First off, this is not anyone I know; this is a stock photo. But the image is right for what I am about to tell you.
When I was a mother of young children, my favorite thing to do was to chat with them before they went to sleep. All kinds of things came out as we lay closely beside each other in the dimness: things they wondered about or worried about or had noticed briefly but now had time to consider more fully. Funny things. Poignant things. Surprising things. These talks always reminded me of writer Phyllis Theroux’s story of trying to elicit more details from a story her son was telling her, only to have him say, “Is this going in the Times or the Washington Post?” (She wrote a lot about children, you see. Wrote wonderful pieces about them for newspapers and magazines, and she has a number of books. If you’ve never read her, you’re in for a treat.)

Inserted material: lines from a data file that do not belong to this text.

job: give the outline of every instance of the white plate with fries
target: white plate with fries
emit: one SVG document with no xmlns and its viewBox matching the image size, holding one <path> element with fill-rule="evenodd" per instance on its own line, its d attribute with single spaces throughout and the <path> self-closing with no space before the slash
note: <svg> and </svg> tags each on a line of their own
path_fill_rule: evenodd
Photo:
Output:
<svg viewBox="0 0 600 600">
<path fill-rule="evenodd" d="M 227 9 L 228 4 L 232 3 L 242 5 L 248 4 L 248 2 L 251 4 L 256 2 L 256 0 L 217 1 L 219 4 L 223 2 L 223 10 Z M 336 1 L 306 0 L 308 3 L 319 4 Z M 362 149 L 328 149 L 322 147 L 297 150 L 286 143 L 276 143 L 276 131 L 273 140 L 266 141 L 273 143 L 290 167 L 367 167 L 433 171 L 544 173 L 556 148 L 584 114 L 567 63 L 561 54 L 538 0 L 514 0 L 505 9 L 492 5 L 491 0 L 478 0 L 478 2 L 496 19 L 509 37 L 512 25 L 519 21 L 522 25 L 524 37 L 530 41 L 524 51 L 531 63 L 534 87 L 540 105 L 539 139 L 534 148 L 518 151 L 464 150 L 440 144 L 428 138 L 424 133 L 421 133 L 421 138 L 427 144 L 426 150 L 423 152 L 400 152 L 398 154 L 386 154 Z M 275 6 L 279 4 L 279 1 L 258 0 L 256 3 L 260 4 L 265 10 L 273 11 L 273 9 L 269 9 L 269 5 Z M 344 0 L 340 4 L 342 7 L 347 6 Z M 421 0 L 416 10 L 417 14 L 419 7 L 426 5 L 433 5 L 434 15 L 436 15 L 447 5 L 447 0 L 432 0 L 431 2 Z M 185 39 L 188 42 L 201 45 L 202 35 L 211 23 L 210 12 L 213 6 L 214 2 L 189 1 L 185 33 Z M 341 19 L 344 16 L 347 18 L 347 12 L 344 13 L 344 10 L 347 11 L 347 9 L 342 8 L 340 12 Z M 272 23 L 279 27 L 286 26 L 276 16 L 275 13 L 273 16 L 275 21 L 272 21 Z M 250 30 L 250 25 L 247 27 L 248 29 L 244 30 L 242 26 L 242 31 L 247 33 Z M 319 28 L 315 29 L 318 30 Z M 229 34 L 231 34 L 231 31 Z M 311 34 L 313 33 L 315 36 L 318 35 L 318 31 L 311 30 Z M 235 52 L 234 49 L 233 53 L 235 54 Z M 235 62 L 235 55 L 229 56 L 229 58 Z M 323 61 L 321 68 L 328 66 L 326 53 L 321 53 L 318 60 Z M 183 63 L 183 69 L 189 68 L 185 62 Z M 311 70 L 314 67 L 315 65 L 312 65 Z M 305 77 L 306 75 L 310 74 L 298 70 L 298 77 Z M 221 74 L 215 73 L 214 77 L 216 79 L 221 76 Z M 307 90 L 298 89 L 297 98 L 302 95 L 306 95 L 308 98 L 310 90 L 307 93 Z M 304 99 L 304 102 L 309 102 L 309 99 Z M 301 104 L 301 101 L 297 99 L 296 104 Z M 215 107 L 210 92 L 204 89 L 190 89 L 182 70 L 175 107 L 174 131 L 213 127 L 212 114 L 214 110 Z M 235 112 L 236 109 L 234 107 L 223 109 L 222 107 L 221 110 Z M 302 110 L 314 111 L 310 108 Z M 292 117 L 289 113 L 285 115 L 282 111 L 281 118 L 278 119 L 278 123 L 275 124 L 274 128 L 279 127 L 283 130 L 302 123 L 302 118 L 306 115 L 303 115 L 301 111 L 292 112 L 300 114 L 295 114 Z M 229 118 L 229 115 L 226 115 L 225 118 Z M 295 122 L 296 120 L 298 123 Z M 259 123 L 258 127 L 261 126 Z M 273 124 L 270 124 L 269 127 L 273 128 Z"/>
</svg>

I now love to talk to my seven-year old grandson, Nate, before he goes to sleep. Not that he always goes to sleep. Correction. Not that he ever goes to sleep. The kid seems to need about fourteen minutes of sleep a night. When it’s time for him to go to sleep— or, more often, long past time for him to go to sleep, I’ll say something like, “Oh my goodness, look at the time, you really have to go to sleep now or I’ll get in trouble with your parents.” “Okay” he’ll say cheerfully and ask me to close his bedroom door. But he doesn’t go to sleep. He reads, or talks to his stuffed animals, or does math problems in his head, the kid loves math, which makes me have a hard time believing that he is really related to me.
Anyway, the other night, I was babysitting and when it was time for him to go to sleep, we lay on his bed and, to my surprise, talked about intimations of mortality.